Drawing on many subsequent Arts Council acquisitions and works from the artist’s collection, plus the Museum & Art Gallery’s own Cherry Autumn from 1983, the exhibition goes on to span nearly half a century of visual explorations by the now 78 year-old artist.

Although her early work is often thought of as being exclusively black and white, a painting as early as Black to White Discs (1962) shows her experimenting with greys. In the small painting Burn (1964), a field of variously tipped triangles in black and grey sets up a visual oscillation.

The large Late Morning (1967/68) is an example of the striped paintings Riley showed as Britain’s representative at the Venice Biennale in 1968.  While leaving a powerful impression of red juxtaposed with blue, this painting actually deploys a complicated sequence of red, green, blue and white, where the additional width of the white stripes adds vibrancy. In fact, after 40 years these arguably remain Riley’s most intense paintings.

Certainly later striped paintings from the 1980s, such as Cherry Autumn and Ecclesia (1985) are more relaxed, retina-friendly and less likely to induce headaches. Contemplating them is rather like the visual equivalent of hearing a warm, reassuring musical chord.  In this sense they are less “Op” in the original understanding of the term, though clearly Riley has remained scientifically focused on the issue of how juxtaposed colours modify each other through direct contrast or through after-images which conjure up the colours’ opposites.
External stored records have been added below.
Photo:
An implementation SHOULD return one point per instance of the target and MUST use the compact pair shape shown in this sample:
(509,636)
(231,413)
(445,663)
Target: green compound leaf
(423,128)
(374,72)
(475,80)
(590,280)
The most recent painting, Red with Red I (2007) finds Riley experimenting with swirling, curving forms which suggest paper cut-outs even before you discover a study for another recent painting which uses exactly this technique. These recent paintings notably introduce the broadest areas of flat colour in Riley’s work so far, but the sense of steady and sustained visual inquiry remains unbroken.